2014 in Review: Georgina Chadderton

What have been your personal cartooning/comics highlights of 2014?

Plenty of great things happened. Lots of rad exhibitions, I applied for and got accepted into my first comics anthologies and somehow managed to keep a monthly comics sketch night running for an entire year! But the super duper highlights were:

1) Being accepted as an artist for the National Young Writers' Festival and getting to talk about my comics and how I create them.

2) When the sketch group I co-run with my lovely partner, Owen Heitmann, won an Award for best New Project 2014, and

3) When visiting Squishface Studio in Melbourne, earlier this year, missing out meeting Art Speigelman by 15 minutes.
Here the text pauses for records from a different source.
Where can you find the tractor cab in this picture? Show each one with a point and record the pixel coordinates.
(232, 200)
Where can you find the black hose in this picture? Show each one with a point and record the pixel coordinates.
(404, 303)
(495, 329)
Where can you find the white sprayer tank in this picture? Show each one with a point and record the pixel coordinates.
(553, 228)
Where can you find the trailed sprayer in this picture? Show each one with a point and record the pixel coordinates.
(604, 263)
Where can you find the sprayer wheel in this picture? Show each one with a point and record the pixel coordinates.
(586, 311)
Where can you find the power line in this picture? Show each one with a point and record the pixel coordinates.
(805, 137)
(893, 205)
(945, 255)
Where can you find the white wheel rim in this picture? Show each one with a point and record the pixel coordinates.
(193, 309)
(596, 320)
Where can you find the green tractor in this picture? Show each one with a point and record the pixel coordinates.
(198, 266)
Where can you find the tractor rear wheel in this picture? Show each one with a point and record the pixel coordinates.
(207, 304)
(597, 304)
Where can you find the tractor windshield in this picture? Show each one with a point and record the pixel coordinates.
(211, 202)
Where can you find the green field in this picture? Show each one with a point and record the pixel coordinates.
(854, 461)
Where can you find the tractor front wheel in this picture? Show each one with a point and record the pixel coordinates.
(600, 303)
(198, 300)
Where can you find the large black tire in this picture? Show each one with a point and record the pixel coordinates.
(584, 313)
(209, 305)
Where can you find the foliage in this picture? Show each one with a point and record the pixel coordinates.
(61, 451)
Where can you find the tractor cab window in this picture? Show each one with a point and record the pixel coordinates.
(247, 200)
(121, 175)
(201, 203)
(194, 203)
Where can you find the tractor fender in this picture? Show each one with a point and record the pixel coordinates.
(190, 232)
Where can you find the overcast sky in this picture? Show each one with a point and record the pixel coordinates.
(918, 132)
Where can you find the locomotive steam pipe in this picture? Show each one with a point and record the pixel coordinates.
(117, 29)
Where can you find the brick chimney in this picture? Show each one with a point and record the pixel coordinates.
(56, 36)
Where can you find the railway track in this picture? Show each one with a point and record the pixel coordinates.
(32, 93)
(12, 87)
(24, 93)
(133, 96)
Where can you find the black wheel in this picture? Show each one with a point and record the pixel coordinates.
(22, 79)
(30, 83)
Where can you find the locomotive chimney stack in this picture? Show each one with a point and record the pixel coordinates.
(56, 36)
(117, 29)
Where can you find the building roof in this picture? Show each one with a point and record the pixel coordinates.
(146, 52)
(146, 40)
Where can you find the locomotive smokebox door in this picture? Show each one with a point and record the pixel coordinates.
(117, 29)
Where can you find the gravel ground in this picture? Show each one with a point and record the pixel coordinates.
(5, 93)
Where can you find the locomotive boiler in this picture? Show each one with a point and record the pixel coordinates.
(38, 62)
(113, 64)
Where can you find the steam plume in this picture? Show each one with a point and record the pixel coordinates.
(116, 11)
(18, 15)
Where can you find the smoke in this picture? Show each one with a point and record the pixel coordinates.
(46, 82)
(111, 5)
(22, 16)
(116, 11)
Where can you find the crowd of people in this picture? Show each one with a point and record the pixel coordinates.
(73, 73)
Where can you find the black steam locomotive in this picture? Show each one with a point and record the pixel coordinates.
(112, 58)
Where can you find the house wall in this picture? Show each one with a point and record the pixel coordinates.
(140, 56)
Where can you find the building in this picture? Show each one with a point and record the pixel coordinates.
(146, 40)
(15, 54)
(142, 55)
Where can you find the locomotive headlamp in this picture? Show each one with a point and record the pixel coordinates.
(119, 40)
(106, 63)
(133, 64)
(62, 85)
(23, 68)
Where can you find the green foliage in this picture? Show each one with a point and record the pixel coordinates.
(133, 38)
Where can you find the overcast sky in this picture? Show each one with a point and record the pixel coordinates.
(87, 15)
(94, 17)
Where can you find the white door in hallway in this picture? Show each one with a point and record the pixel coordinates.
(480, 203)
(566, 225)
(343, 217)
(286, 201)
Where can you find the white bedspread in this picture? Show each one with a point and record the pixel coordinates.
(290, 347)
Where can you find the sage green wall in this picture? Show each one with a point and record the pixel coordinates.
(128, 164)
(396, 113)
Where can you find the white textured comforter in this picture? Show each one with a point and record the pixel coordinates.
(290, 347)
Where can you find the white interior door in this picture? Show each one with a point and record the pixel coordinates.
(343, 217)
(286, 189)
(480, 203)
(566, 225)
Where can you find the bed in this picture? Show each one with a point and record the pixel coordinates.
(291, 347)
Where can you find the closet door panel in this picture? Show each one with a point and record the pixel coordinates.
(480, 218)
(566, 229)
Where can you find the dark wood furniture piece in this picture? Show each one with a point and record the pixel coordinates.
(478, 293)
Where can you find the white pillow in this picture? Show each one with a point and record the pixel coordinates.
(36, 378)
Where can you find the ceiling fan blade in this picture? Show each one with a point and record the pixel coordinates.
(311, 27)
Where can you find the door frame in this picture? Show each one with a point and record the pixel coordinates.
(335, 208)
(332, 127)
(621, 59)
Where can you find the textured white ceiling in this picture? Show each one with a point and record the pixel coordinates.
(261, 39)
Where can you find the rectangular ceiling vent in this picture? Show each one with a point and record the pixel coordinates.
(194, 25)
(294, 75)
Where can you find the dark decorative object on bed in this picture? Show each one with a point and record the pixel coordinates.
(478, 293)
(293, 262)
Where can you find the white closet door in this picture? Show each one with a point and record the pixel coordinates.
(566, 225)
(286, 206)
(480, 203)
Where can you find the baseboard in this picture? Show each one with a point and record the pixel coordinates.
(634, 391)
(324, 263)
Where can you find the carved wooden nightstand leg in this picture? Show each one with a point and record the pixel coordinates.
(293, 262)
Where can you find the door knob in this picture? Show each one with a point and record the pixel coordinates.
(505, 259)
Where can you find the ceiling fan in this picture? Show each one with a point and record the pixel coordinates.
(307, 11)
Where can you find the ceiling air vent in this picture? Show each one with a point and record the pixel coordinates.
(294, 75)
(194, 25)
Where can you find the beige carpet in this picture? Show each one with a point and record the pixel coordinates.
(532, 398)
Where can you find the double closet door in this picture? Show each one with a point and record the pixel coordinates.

Not really a highlight but it's always a good story to tell.

What are some of the comics you've enjoyed in 2014?

Hidden by Mirranda Burton (who is based in Victoria, Australia) was a fascinating read. A collection of stories about working with and teaching art to intellectually disabled adults. The art feels like it's been carefully etched in a woodblock and stories are well crafted and genuine.

Lumberjanes by Noelle Stevenson, Grace Ellis, Brooke Allen and Shannon Watters has been pretty great - and it's one of the few comics I've ever wanted that comes as a regular single issue thing instead of a graphic novel, so that's pretty exciting going in regularly for a comic. Kickass girls kicking ass - so good!

Soppy by Phillipa Rice. The cutest visual delight I've read in while. Using a black, white and red colour scheme this is lovely tale about the cutest relationship ever between illustrator/comics artist Phillipa Rice and illustrator/comics artist Luke Pearson. It's so adorable!

I also discovered the whole back catalogue of Guy Delisle's work this year. I know I'm a little behind the A-game on that one but his travelogue comics are so great,  I think everyone should read them. The simplistic style brings so many emotions and feelings that I was immersed in the various cultures and countries that he visits from the unique way point of view of an animator or a spouse of someone working for Doctors without borders.

What is something non-comics that you have enjoyed in 2014?

Playing in my roller derby league's grand final and even though we came second, I played one of my best games and had a buttload of fun.

What are you looking forward to in 2015?

Hanging out with my babin' friends, getting through the pile of books by my bed, doing some sweet duet exhibitions with my wonderful boyfriend, work on my webcomic about teens solving crime (because I'll always be on that bandwagon) and hopefully going part-time at (dayjob) work so I can be in the studio more.